Un porte-parole d'Electronic Arts a déclaré lundi dans un communiqué que l'influence de Zampella sur l'industrie du jeu vidéo était « profonde et de grande portée ».
« Ami, collègue, leader et créateur visionnaire, son travail a contribué à façonner le divertissement interactif moderne et a inspiré des millions de joueurs et de développeurs à travers le monde », indique le communiqué. « Son héritage continuera à façonner la façon dont les jeux sont créés et la façon dont les joueurs se connectent pour les générations à venir. »
L'une des principales réalisations de Zampella a été la création de la franchise Call of Duty, qui a vendu plus d'un demi-milliard de jeux dans le monde.
Le jeu de tir à la première personne a fait ses débuts en 2003 en tant que simulation de la Seconde Guerre mondiale et s'est vendu à plus de 500 millions d'exemplaires dans le monde.
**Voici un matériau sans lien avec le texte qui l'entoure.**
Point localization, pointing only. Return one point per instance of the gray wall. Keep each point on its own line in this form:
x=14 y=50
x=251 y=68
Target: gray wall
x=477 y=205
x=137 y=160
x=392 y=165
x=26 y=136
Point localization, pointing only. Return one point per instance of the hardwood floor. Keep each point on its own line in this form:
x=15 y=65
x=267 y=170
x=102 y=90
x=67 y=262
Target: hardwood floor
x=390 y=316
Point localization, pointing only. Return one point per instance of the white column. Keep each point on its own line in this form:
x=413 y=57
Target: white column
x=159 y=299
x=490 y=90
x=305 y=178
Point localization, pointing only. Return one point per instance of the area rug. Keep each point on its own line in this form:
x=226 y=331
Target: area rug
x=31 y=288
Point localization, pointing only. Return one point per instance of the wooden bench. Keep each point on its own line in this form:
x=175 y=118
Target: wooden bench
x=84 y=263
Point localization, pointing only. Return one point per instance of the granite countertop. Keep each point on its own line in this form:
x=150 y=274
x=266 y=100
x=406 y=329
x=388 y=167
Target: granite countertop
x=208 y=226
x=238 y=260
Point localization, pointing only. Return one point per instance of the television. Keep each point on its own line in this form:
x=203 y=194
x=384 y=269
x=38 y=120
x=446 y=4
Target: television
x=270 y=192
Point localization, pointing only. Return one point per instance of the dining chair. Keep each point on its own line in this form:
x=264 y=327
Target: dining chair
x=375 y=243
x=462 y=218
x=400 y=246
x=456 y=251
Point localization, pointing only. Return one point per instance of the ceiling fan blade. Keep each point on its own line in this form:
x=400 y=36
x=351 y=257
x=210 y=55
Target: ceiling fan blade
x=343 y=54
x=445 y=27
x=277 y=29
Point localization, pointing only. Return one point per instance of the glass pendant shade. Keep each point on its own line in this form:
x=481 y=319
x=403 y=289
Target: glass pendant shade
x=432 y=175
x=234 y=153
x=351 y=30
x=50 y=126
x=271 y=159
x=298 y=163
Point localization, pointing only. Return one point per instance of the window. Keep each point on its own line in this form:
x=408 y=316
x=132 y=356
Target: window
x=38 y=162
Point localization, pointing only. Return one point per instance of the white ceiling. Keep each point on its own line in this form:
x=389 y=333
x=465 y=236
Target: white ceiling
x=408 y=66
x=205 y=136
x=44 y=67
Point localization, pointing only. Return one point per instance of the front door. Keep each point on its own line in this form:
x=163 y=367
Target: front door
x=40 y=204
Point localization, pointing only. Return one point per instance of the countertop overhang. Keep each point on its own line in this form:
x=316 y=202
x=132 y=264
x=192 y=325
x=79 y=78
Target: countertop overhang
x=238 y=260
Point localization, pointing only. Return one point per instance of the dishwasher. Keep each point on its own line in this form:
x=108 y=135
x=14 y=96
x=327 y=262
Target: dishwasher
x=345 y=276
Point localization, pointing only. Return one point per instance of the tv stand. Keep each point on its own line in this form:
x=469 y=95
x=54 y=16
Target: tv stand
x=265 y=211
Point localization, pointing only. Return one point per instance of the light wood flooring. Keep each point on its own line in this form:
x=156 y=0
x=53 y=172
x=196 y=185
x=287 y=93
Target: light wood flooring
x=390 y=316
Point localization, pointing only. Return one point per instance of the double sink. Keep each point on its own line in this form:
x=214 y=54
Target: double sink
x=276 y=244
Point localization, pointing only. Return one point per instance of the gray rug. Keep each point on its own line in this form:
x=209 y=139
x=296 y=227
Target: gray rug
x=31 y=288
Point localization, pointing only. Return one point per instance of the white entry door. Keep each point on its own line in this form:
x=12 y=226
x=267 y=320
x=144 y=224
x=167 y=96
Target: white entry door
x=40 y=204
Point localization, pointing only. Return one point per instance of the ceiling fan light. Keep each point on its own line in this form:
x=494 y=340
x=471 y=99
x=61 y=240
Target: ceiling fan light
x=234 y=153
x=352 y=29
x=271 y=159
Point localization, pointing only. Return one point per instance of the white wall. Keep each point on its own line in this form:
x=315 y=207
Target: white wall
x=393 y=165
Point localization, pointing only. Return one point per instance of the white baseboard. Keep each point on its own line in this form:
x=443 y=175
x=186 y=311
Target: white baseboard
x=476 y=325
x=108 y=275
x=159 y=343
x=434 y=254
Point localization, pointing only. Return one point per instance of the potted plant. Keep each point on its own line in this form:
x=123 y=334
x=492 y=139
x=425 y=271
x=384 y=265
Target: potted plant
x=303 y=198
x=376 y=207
Les versions ultérieures se sont penchées sur la guerre moderne et il existe un film d'action réelle basé sur le jeu en production avec Paramount Pictures.
Ces dernières années, Zampella a été à la tête de la création des jeux vidéo d'action et d'aventure Star Wars Jedi : Fallen Order et Star Wars Jedi : Survivor.
Geoff Keighley, journaliste de jeux vidéo et co-créateur des Game Awards, s'est dit choqué d'apprendre la mort subite de Zampella.
« Vince était une personne extraordinaire – un joueur dans l'âme, mais aussi un dirigeant visionnaire doté d'une capacité rare à reconnaître les talents et à donner aux gens la liberté et la confiance nécessaires pour créer quelque chose de vraiment génial », a écrit Keighley sur les réseaux sociaux lundi. « Et même s'il a créé certains des jeux les plus influents de notre époque, j'ai toujours senti qu'il avait encore son plus grand devant lui. C'est navrant de ne jamais pouvoir y jouer. »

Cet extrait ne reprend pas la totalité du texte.